Best practices for performance

sparse reduction pattern

A sparse or irregular reduction combines a set of values from a subset of the elements of a vector or array into a set of elements by applying an associative, commutative operator. The result of this reduction process is stored in an array reduction variable. The set of array elements used cannot be determined until runtime due to the use of subscript array to provide these values. The pattern is often found in a loop:

for (i=0; i<N; ++i) {
   A[B[i]] = A[B[i]] ⨁ ...

A is the array reduction variable and ⨁ is the associative and commutative reduction operator that guarantees that the order in which the computations are performed will not alter the final result of the reduction operation. A key feature of this pattern is the usage of elements of the array B, which i cannot be determined until runtime.

Example #

The code sums contributions of a triangular finite element mesh to compute the numerical solution of all the nodes of the mesh. The subscript arrays nodes1, nodes2 and nodes3 represent the nodes of the mesh that define the geometry of the triangular finite elements.

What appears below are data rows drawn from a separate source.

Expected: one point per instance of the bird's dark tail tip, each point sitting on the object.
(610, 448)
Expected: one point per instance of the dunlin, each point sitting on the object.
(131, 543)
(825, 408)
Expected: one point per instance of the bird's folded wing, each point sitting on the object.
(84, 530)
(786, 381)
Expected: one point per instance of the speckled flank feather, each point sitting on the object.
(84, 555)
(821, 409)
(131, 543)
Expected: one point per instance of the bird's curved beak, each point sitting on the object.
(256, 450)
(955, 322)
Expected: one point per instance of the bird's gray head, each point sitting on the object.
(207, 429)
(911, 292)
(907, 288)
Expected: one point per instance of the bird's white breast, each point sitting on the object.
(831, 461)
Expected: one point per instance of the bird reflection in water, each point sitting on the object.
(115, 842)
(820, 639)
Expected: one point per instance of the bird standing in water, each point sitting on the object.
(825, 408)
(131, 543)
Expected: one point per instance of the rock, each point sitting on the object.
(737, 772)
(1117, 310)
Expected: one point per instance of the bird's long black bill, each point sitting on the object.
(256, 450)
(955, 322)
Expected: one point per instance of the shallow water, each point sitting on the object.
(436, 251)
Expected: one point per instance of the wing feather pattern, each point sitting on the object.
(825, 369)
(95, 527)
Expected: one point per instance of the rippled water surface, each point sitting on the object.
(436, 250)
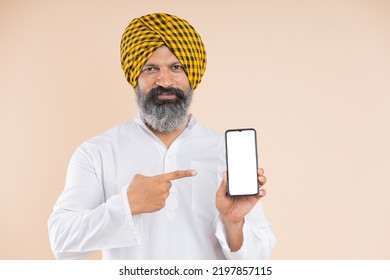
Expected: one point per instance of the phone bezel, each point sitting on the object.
(227, 161)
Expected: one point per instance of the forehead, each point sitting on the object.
(162, 55)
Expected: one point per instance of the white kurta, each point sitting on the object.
(93, 212)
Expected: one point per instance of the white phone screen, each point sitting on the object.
(241, 161)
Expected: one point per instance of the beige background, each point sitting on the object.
(313, 77)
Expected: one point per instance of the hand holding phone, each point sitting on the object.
(241, 161)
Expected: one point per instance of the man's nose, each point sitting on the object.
(165, 79)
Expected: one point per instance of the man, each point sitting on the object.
(155, 187)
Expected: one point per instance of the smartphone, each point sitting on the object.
(241, 161)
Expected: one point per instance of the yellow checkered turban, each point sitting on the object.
(145, 34)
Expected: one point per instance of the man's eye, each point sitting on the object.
(177, 67)
(149, 69)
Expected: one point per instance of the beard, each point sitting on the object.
(164, 115)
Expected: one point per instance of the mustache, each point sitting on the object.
(159, 90)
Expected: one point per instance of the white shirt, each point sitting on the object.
(93, 212)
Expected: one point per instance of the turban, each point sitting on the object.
(145, 34)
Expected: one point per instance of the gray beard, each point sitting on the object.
(164, 116)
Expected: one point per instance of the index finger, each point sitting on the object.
(178, 174)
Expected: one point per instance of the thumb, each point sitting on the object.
(222, 191)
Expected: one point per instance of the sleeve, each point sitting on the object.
(83, 221)
(258, 237)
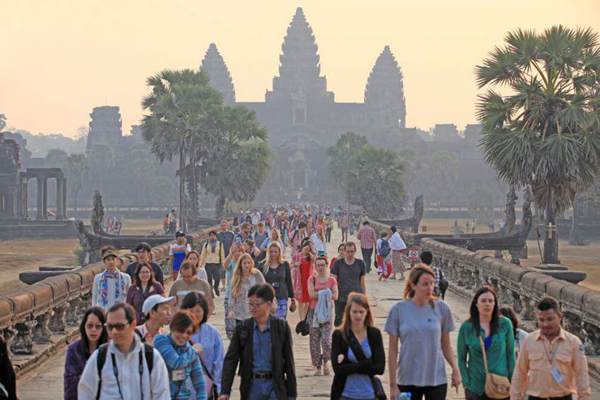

 for (nel=0; nel<nelements; ++nelements) {
    A[nodes1[nel]] += elemental_contribution(nel);
    A[nodes2[nel]] += elemental_contribution(nel);
    A[nodes3[nel]] += elemental_contribution(nel);


 do (nel=1,nelements)
    A(nodes1(nel)) = A(nodes1(nel)) + elemental_contribution(nel);
    A(nodes2(nel)) = A(nodes2(nel)) + elemental_contribution(nel);
    A(nodes3(nel)) = A(nodes3(nel)) + elemental_contribution(nel);
 end do 

Parallelizing sparse reductions into parallel sparse reductions with OpenMP or OpenACC #

There is no built-in support for sparse reductions in OpenMP/OpenACC, and thus parallelization must be performed by explicit control of the variables.

Sparse reductions can be parallelized in multiples ways, including:

  1. Parallelize across loop iterations, but calculate the reduction within an atomic or critical region.
  2. Parallelize the loop by creating a private copy of the reduction variable for each thread. The loop calculation is then followed by a separate reduction using an atomic operation.